Potenza d'attore, impotenza di film. Hesher è stato qui sta in questa terra di mezzo: altrove timido (500 giorni insieme) e sotto le righe (50/50), il protagonista Joseph Gordon-Levitt si diverte un mondo nei panni di un freak fuori controllo, vulcanico e iroso, misfit e volgare, ma l'opera prima di Spencer Susser concede troppa briglia sciolta alle sue trasgressioni, eruzioni e quant'altro, finendo al tappeto poetico e drammaturgico.
Hesher è un metallaro duro e impuro, capellone e tatuato (dito medio alzato sulla schiena, un uomo che si fa saltare le cervella sul petto), porno-addicted e fumato. Eppure, non tutto il poco di buono vien per nuocere: occupa il garage di una casetta a San Fernando Valley, e aiuta il piccolo T.J. (Devin Brochu) mal assistito da nonno e padre vegetale a elaborare il lutto della madre appena morta.
Sull'ennesima scorta del Boudu salvato dalle acque di Jean Renoir (1932), dunque, il film racconta una carità intrusa e inaspettata, ma senza mettere in sordina eccessi e scurrilità, anzi, esaltandole a più non posso: Hesher insegna a nonnino come si fuma il bong, Hesher insegna a T.J. i segreti del sesso, gli sceneggiatori Susser e David Michod (soggetto di Brian Charles Frank) non insegnano a Hesher come si stia al proprio posto.

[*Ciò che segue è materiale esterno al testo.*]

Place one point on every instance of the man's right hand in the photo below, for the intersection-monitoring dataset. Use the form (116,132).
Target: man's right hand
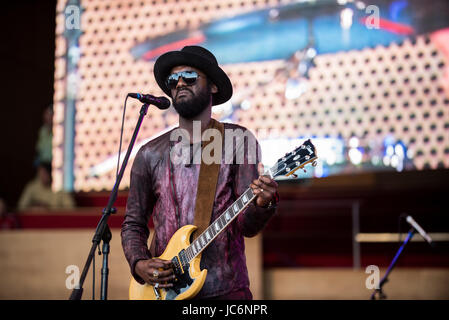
(164,270)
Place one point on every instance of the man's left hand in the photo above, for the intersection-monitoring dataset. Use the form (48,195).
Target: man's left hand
(265,188)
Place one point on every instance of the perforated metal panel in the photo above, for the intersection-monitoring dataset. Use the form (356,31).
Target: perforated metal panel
(369,93)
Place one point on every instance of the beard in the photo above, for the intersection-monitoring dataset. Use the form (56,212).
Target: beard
(192,107)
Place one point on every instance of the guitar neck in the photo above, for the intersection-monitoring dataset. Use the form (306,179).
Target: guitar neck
(204,239)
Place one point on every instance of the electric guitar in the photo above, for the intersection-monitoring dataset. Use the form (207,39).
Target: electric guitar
(186,256)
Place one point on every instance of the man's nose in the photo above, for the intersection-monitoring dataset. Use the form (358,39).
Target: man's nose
(181,82)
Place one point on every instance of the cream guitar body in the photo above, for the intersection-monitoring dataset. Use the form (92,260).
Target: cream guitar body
(187,284)
(186,256)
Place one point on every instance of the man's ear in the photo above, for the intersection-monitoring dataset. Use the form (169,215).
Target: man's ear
(213,88)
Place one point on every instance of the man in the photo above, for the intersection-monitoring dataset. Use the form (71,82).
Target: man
(166,190)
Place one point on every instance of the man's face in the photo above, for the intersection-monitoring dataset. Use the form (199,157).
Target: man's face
(190,100)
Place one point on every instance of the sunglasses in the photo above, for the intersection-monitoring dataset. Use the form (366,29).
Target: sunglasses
(189,78)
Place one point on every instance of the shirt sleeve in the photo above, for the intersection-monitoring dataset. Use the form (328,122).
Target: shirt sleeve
(254,218)
(139,206)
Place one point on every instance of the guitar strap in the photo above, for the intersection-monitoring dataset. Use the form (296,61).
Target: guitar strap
(207,186)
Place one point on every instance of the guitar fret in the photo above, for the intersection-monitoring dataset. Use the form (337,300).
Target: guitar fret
(212,231)
(222,222)
(198,246)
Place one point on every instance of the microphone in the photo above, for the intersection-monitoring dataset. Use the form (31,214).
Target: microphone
(418,228)
(160,102)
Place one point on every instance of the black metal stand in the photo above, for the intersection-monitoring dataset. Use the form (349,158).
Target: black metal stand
(103,232)
(390,268)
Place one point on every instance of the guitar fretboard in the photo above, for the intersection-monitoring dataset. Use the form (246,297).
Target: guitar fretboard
(201,242)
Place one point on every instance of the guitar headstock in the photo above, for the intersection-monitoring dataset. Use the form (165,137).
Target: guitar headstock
(297,159)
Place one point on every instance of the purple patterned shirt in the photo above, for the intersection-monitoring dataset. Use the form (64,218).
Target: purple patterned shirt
(151,195)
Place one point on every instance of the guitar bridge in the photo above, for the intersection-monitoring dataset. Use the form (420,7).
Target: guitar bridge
(156,293)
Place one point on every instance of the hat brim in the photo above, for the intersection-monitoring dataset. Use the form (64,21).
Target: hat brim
(166,62)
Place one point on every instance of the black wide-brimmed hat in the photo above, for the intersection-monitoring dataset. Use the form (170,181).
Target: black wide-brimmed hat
(197,57)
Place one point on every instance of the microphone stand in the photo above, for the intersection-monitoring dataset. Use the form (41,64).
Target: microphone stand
(390,268)
(103,232)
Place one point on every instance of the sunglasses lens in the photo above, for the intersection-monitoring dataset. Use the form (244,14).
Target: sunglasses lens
(189,77)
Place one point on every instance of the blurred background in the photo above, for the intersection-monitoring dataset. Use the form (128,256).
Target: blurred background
(367,81)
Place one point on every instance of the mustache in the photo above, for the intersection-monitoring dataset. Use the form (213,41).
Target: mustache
(183,89)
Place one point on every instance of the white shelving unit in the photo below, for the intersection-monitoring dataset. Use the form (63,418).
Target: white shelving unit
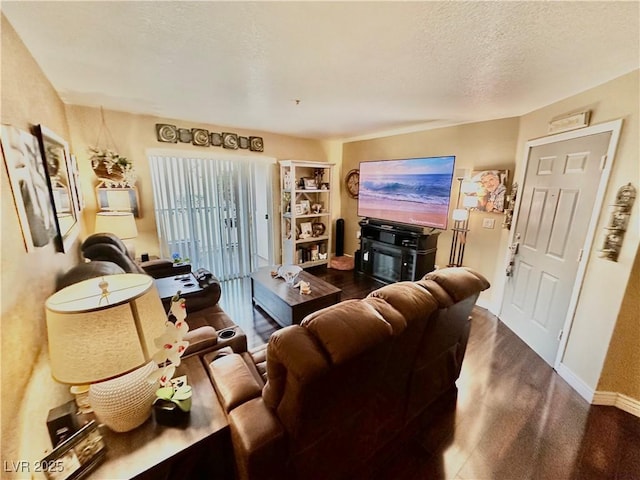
(305,212)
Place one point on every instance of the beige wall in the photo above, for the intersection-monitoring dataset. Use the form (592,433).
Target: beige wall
(133,135)
(501,143)
(27,279)
(621,372)
(477,146)
(605,282)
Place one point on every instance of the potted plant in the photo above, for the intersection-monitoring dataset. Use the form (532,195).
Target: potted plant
(173,397)
(111,168)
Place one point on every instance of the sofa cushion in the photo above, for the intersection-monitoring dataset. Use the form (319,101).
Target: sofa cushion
(347,329)
(233,380)
(85,271)
(111,253)
(459,282)
(407,298)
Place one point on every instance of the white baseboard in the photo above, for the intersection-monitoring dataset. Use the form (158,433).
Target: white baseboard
(576,383)
(613,399)
(619,400)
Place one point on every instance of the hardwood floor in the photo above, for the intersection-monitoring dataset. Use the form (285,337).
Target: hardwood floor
(513,418)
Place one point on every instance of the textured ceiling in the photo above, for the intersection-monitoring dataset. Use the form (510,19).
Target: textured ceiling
(358,68)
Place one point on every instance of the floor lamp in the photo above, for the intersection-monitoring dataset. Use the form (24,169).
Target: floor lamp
(102,333)
(461,222)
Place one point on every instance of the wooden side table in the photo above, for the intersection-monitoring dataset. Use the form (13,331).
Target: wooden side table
(199,449)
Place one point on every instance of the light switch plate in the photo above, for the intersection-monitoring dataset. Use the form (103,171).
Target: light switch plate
(488,223)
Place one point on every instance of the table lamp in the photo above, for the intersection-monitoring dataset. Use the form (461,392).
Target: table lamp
(101,332)
(122,225)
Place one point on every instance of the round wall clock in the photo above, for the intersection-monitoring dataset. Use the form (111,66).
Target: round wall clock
(353,182)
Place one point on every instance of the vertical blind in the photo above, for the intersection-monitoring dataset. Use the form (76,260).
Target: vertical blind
(204,209)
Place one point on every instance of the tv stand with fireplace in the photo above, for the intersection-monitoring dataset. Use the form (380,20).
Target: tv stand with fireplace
(393,253)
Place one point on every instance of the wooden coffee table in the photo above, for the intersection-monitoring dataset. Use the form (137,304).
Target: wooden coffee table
(284,303)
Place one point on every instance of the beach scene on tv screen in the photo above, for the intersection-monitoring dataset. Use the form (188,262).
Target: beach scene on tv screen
(414,191)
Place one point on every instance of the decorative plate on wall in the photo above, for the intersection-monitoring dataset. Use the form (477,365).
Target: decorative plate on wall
(216,139)
(184,135)
(200,137)
(166,133)
(255,144)
(230,140)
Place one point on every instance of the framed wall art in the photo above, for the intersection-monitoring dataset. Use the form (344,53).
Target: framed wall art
(29,186)
(62,183)
(118,200)
(490,189)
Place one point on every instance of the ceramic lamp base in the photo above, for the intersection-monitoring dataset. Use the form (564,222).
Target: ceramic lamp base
(124,403)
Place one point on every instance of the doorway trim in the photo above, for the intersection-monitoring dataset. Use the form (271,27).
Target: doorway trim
(614,127)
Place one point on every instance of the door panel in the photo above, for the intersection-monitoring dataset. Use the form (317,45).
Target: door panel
(560,187)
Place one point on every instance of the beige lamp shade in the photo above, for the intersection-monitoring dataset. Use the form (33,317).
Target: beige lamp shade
(121,224)
(103,327)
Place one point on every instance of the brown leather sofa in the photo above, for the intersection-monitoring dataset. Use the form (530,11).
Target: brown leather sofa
(348,380)
(210,328)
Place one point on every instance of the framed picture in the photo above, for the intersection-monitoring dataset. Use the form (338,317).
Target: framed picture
(29,184)
(306,230)
(118,199)
(486,190)
(310,183)
(76,457)
(318,229)
(62,182)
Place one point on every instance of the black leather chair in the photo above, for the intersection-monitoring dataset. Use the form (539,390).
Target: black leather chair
(210,327)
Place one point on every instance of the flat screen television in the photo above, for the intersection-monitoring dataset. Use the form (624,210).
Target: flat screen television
(413,191)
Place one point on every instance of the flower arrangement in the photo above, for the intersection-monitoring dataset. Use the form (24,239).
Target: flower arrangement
(111,168)
(171,345)
(177,258)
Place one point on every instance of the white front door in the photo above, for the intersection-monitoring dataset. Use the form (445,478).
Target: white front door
(559,193)
(262,217)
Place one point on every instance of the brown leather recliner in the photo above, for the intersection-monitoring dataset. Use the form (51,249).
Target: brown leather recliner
(348,380)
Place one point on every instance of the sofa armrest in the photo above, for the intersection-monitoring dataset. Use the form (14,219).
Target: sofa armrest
(233,381)
(258,441)
(200,339)
(161,268)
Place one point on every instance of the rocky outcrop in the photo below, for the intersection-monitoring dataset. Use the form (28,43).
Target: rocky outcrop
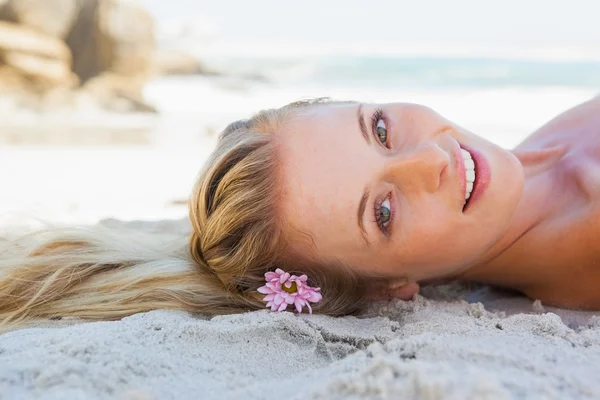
(55,18)
(101,47)
(33,60)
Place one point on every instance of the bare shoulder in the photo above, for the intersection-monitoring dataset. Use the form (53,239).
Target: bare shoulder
(580,120)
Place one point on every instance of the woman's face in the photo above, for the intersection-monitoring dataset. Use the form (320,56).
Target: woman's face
(381,188)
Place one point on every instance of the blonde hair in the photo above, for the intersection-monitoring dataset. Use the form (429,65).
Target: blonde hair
(99,273)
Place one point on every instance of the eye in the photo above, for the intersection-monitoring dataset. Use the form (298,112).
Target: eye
(383,214)
(382,132)
(379,127)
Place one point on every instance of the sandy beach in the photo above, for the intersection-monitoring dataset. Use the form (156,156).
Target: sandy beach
(438,346)
(451,342)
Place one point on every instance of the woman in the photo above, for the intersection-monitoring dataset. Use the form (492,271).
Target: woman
(367,201)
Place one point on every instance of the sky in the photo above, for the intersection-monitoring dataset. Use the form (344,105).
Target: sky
(480,23)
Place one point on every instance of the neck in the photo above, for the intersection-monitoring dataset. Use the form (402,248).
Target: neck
(537,204)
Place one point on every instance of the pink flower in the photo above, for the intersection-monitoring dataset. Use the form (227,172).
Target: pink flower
(283,289)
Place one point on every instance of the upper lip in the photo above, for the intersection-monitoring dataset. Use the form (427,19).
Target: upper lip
(461,171)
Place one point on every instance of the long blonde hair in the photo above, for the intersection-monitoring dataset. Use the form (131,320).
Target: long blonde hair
(99,273)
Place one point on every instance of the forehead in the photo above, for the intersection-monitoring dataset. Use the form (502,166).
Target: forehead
(324,169)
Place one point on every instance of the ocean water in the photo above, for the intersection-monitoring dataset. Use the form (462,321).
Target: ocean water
(421,73)
(501,99)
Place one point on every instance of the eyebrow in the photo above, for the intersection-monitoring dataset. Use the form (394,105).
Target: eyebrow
(362,124)
(362,206)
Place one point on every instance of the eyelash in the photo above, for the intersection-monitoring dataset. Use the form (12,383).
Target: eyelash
(378,115)
(376,210)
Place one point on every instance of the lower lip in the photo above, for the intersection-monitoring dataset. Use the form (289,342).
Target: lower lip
(482,177)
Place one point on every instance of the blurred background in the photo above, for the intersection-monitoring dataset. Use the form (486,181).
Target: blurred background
(108,108)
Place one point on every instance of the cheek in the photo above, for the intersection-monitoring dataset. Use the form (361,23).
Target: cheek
(432,237)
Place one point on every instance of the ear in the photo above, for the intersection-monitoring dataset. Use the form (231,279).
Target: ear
(400,289)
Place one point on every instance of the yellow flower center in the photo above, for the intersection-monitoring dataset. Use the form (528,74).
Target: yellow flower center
(291,289)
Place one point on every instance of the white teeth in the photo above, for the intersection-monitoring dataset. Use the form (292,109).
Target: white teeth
(470,176)
(469,172)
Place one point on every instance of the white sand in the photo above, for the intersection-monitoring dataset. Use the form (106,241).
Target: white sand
(449,344)
(423,349)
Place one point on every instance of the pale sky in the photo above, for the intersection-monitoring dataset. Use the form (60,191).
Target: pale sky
(525,23)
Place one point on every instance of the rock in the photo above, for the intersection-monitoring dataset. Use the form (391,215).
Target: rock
(65,53)
(126,37)
(45,71)
(33,61)
(115,37)
(21,39)
(52,17)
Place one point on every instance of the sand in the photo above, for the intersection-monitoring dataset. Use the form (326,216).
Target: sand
(434,347)
(451,342)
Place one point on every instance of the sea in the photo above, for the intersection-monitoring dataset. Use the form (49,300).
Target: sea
(502,98)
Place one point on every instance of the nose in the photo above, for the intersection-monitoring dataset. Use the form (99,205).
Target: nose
(417,169)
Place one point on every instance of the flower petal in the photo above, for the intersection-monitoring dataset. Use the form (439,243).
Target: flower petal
(265,290)
(271,275)
(284,277)
(315,297)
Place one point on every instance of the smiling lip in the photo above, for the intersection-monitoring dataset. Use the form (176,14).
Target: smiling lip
(482,177)
(460,168)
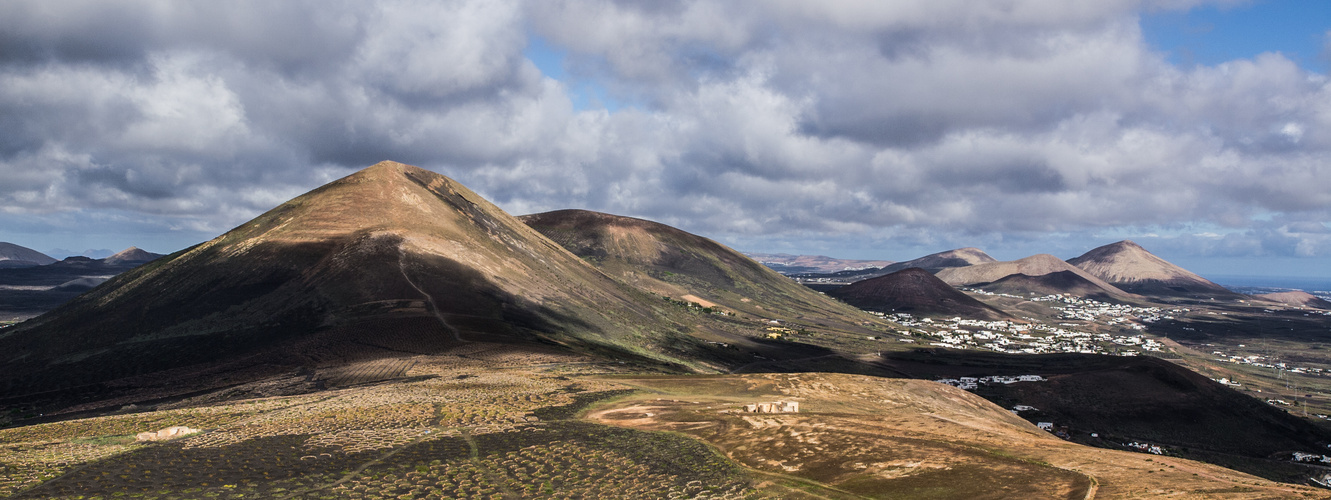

Tra spirito indie (22 i produttori coinvolti, tra cui Natalie Portman, in cammeo esteso) e occhiolini al teen spirit, Hesher non riesce a staccarsi dal freak show, dall'apologia del loser di insperato successo nel “farsi prossimo”. Oltre il finale volemose bene, spunta la certezza: Hesher è stato qui, e s'è pappato il film.
PS: non così eclatante come la “sparizione” del Ryan Gosling di Drive o della Tilda Swinton di ...E ora parliamo di Kevin, ma pure l'esclusione di Gordon-Levitt dalla cinquina degli Oscar pesa. Non poco.